Ruang tamu dipenuhi dengan suara isak tangis. Sedangkan papa hanya bersedekap di sofa seberang. Aku masih berpelukan dengan mama. Kami masih menangis, padahal dua jam lagi aku harus segera ke desa. Sebuah desa yang masih di kota ini yang entah kenapa seakan tidak pernah disentuh pemerintah, sehingga desa itu tetap dalam keadaan tertinggal dan terbelakang.
“Pa, kenapa kamu gak bikin anak kita pindah tempat sih?” rajuk mama dengan muka memerah dan penuh air mata menghadap papa. Aku masih menyembunyikan wajahku pada pundak mama, isakanku susah berhenti meski tangisku sudah berhenti sejak tadi.

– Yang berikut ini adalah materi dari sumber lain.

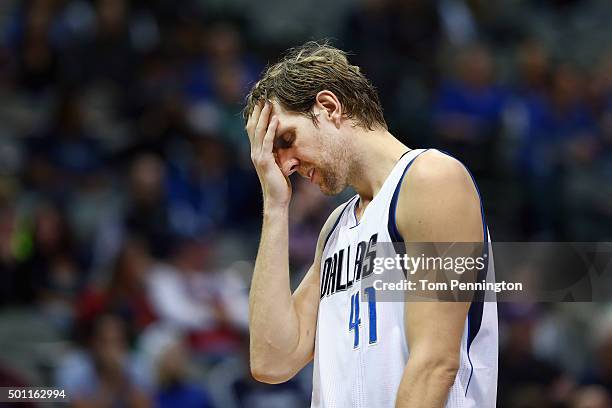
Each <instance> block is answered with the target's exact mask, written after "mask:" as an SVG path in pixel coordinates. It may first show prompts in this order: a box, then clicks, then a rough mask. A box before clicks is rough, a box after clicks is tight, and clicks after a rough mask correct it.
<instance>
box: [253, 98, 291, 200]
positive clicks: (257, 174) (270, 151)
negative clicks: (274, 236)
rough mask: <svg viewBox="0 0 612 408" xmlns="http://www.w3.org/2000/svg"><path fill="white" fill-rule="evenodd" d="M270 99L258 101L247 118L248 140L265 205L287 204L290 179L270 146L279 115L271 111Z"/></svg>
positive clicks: (273, 136)
mask: <svg viewBox="0 0 612 408" xmlns="http://www.w3.org/2000/svg"><path fill="white" fill-rule="evenodd" d="M271 113H272V103H271V102H269V101H266V102H264V101H261V102H260V103H258V104H257V105H256V106H255V108H254V109H253V112H252V113H251V115H250V116H249V120H248V121H247V125H246V131H247V134H248V135H249V140H250V142H251V160H252V161H253V164H254V165H255V170H256V171H257V176H259V182H260V183H261V189H262V192H263V196H264V208H266V207H268V206H279V207H281V208H286V207H287V206H288V205H289V201H290V200H291V182H290V181H289V178H288V177H287V176H286V175H285V174H284V173H283V172H282V170H281V169H280V167H279V166H278V164H277V163H276V160H275V157H274V152H273V146H274V138H275V137H276V129H277V128H278V118H277V117H276V116H272V118H270V115H271Z"/></svg>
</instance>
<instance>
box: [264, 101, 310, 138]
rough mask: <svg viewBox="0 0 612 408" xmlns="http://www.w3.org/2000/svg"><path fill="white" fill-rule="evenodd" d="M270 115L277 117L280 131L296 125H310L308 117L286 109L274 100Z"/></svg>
mask: <svg viewBox="0 0 612 408" xmlns="http://www.w3.org/2000/svg"><path fill="white" fill-rule="evenodd" d="M272 115H276V117H277V118H278V120H279V130H280V131H286V130H289V128H295V127H297V126H304V125H308V124H311V125H312V120H310V118H308V117H306V116H304V115H301V114H299V113H296V112H289V111H287V110H286V109H285V108H283V107H282V106H281V105H280V104H279V103H278V101H275V100H273V101H272Z"/></svg>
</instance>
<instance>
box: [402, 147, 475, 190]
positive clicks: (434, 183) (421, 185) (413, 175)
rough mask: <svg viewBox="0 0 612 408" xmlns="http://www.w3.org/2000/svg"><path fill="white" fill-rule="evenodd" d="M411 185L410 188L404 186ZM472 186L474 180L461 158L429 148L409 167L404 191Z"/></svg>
mask: <svg viewBox="0 0 612 408" xmlns="http://www.w3.org/2000/svg"><path fill="white" fill-rule="evenodd" d="M407 185H409V186H410V188H404V186H407ZM453 186H455V187H471V186H473V181H472V178H471V176H470V174H469V173H468V171H467V169H466V168H465V166H464V165H463V164H462V163H461V162H459V160H457V159H455V158H454V157H451V156H449V155H447V154H444V153H442V152H440V151H438V150H434V149H431V150H427V151H426V152H424V153H422V154H421V155H419V156H418V157H417V158H416V159H415V160H414V162H413V163H412V165H411V166H410V168H409V169H408V171H407V173H406V176H405V177H404V182H403V185H402V193H403V192H408V190H411V189H413V188H418V189H426V190H432V192H436V191H438V190H439V189H440V187H449V188H452V187H453Z"/></svg>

“Kan udah aturan kampus, Ma.” Elak papa dengan nada pasrah.
Aku tidak mengharapkan banyak sebenarnya, tapi mama dan tangisannya membuatku berharap papa mau membantu. Sayang sekali hal itu tidak akan terjadi karena dua jam lagi aku harus sudah sampai di desa. Minggu lalu aku juga sudah menemui kepala dusun yang mana rumahnya akan aku tempati nanti.
“Tapi Papa tuh punya jabatan di kampus masa ya gak bisa minta langsung ke kaprodinya Lia. Kasian dia tuh masa ke tempat antah berantah sih, Pa? Dia tuh anak kita.” Nada bicara mama mulai naik hingga aku tersentak, lalu mama buru-buru mengelus punggungku agar aku tidak jantungan.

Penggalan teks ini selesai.